L’espoir était donc revenu. On avait déblayé les ruines, abattu les pans de murs délabrés et reconstruit cinq maisons. Le hameau comptait désormais vingt-huit habitants dont quatre jeunes ménages. Les maisons neuves, crépies de frais, étaient entourées de jardins potagers où poussaient, mélangés mais alignés, les légumes et les fleurs, les choux et les rosiers, les poireaux et les gueules-de-loup, les céleris et les anémones. C’était désormais un endroit où l’on avait envie d’habiter.
À partir de là, je fis mon chemin à pied. La guerre dont nous sortions à peine n’avait pas permis l’épanouissement complet de la vie, mais Lazare était hors du tombeau. Sur les flancs abaissés de la montagne, je voyais de petits champs d’orge et de seigle en herbe ; au fond des étroites vallées, quelques prairies
verdissaient.
Il n’a fallu que les huit ans qui nous séparent de cette époque pour que tout le pays resplendisse de santé et d’aisance.

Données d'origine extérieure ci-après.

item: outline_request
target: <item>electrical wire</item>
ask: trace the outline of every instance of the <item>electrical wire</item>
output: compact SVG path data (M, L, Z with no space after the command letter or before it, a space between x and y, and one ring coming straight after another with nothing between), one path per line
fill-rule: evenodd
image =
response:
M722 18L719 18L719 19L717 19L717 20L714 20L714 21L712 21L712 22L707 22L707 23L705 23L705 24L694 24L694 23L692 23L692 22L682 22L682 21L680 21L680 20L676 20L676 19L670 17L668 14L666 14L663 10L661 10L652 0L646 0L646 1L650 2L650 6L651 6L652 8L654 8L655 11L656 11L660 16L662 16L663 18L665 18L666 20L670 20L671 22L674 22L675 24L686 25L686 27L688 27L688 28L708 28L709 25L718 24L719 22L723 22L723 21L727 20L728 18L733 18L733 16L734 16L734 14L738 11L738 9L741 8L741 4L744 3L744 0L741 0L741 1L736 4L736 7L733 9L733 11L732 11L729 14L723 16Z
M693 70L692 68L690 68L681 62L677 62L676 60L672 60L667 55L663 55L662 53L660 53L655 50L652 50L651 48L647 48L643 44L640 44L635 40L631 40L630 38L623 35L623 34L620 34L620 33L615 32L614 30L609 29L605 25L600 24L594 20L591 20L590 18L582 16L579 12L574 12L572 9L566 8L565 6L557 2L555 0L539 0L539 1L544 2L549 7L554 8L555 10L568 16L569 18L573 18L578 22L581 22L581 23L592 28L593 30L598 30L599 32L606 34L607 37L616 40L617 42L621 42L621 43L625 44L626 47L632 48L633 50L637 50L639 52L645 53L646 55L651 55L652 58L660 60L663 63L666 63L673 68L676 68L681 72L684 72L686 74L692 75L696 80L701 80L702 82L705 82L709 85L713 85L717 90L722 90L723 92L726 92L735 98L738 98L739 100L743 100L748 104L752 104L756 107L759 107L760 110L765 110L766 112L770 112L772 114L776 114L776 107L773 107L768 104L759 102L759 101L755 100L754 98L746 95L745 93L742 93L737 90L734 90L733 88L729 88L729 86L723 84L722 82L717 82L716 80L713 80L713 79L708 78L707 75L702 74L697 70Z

Sur l’emplacement des ruines que j’avais vues en 1913, s’élèvent maintenant des fermes propres, bien crépies, qui dénotent une vie heureuse et confortable. Les vieilles sources, alimentées par
les pluies et les neiges que retiennent les forêts, se sont remises à couler. On en a canalisé les eaux. À côté de chaque ferme, dans des bosquets d’érables, les bassins des fontaines débordent sur des tapis de menthes fraîches. Les villages se sont reconstruits
peu à peu. Une population venue des plaines où la terre se vend cher s’est fixée dans le pays, y apportant de la jeunesse, du mouvement, de l’esprit d’aventure.
On rencontre dans les chemins des hommes et des femmes bien nourris, des garçons et des filles qui savent rire et ont repris goût aux fêtes campagnardes.
Si on compte l’ancienne population, méconnaissable depuis qu’elle vit avec douceur et les nouveaux venus, plus de dix mille personnes doivent leur bonheur à Elzéard Bouffier.
Quand je réfléchis qu’un homme seul, réduit à ses simples ressources physiques et morales, a suffi pour faire surgir du désert ce pays de Canaan, je trouve que, malgré tout, la condition humaine est admirable.
Mais, quand je fais le compte de tout ce qu’il a fallu de constance dans la grandeur d’âme et d’acharnement dans la générosité pour obtenir ce résultat, je suis pris d’un immense respect pour ce vieux paysan sans culture qui a su mener à bien cette œuvre digne de Dieu.
Elzéard Bouffier est mort paisiblement en 1947 à l’hospice de Banon.